Ordonnance n° 2021-1518 du 24 novembre 2021 complétant la transposition de la directive 2019/790 de 2019 sur le droit d'auteur et les droits voisins dans le marché unique numérique

Paru dans le N°329 - 2 décembre 2021
Numérique

L’ordonnance n° 2021-1518 du 24 novembre 2021(1) a pour objectif d'achever la transposition de la directive (UE) 2019/790 du 17 avril 2019 sur le droit d'auteur et les droits voisins dans le marché unique numérique(2) dont l’échéance avait été fixée au 7 juin 2021.

La directive de 2019 fixe des règles permettant de poursuivre l'harmonisation du droit de l'Union européenne applicable au droit d'auteur et aux droits voisins dans le cadre du marché intérieur, en tenant compte, en particulier, des utilisations numériques et transfrontières des contenus protégés. Elle fixe également des règles relatives aux exceptions et limitations au droit d'auteur et aux droits voisins, à la facilitation des licences, ainsi que des règles destinées à assurer le bon fonctionnement du marché pour l'exploitation des œuvres et autres objets protégés.

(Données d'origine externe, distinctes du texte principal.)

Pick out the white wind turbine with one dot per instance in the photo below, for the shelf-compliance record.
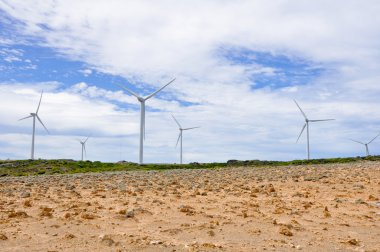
(142, 116)
(366, 144)
(83, 143)
(306, 125)
(35, 115)
(180, 135)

Cette directive comporte ainsi des dispositions visant à faciliter l'utilisation d'œuvres protégées par le droit d'auteur à des fins liées à l'accès au savoir.

C’est dans ce cadre que l’ordonnance du 24 novembre 2021 modifie l’article L. 122-5 du code de la propriété intellectuelle(3) en modifiant les cas où la représentation ou la reproduction d'extraits d'œuvres déjà divulguées ne peut être interdite par son auteur : notamment, la représentation ou la reproduction d'extraits d'œuvres, au moyen d’un espace numérique de travail, réalisée à des fins exclusives d'illustration dans le cadre de la recherche et destinée à un public composé majoritairement de chercheurs directement concernés par l'activité de recherche.

En outre, en créant un article L. 122-5-3 dans le code de la propriété intellectuelle, l’ordonnance transpose une des règles fixées par la directive de 2019 qui prévoit une exception aux droits des auteurs et fabricants de bases de données. En effet, ces derniers ne peuvent s’opposer aux fouilles (technique d'analyse automatisée de textes et données sous forme numérique afin d'en dégager des informations, notamment des constantes, des tendances et des corrélations) réalisées, par des organismes de recherche et des institutions du patrimoine culturel (bibliothèques publiques, musées, services d’archives), à des fins exclusives d'illustration dans le cadre de l'enseignement et de la formation professionnelle.

Dans le même sens, l’ordonnance autorise la représentation ou la reproduction d'extraits d'œuvres réalisée sans autorisation des auteurs lorsque celle-ci est effectuée à des fins exclusives d'illustration dans le cadre de l'enseignement et de la formation professionnelle, y compris l'apprentissage, et pour l'élaboration et la diffusion de sujets d'examens ou de concours organisés dans le prolongement des enseignements.

Les bibliothèques accessibles au public, les musées, les services d'archives ou les institutions dépositaires du patrimoine cinématographique, audiovisuel ou sonore peuvent représenter et reproduire sans autorisation de l'auteur une œuvre dite “indisponible“ (œuvre protégée dont on peut présumer de bonne foi, au terme d'efforts raisonnables d'investigation, qu'elle n'est pas disponible pour le public par le biais des circuits de distribution commerciaux habituels et dont la première publication ou communication au public remonte à trente ans ou plus) qui se trouve dans leurs collections à titre permanent, dès lors que cette représentation et cette reproduction ont pour objet de rendre l'œuvre disponible sur un service de communication au public en ligne non commercial et que le nom de l'auteur est clairement indiqué.

Afin de garantir l’effectivité des mesures énoncées, l'ordonnance garantit que la mise en œuvre de mesures techniques de protection ne saurait avoir pour effet d'empêcher le bénéfice de ces exceptions.
Il appartiendra donc à la Haute Autorité pour la diffusion des œuvres et la protection des droits sur internet (HADOPI) et, à compter du 1er janvier 2022, à l'Autorité de régulation de la communication audiovisuelle et numérique (ARCOM)(3) de garantir le bénéfice effectif de ces exceptions.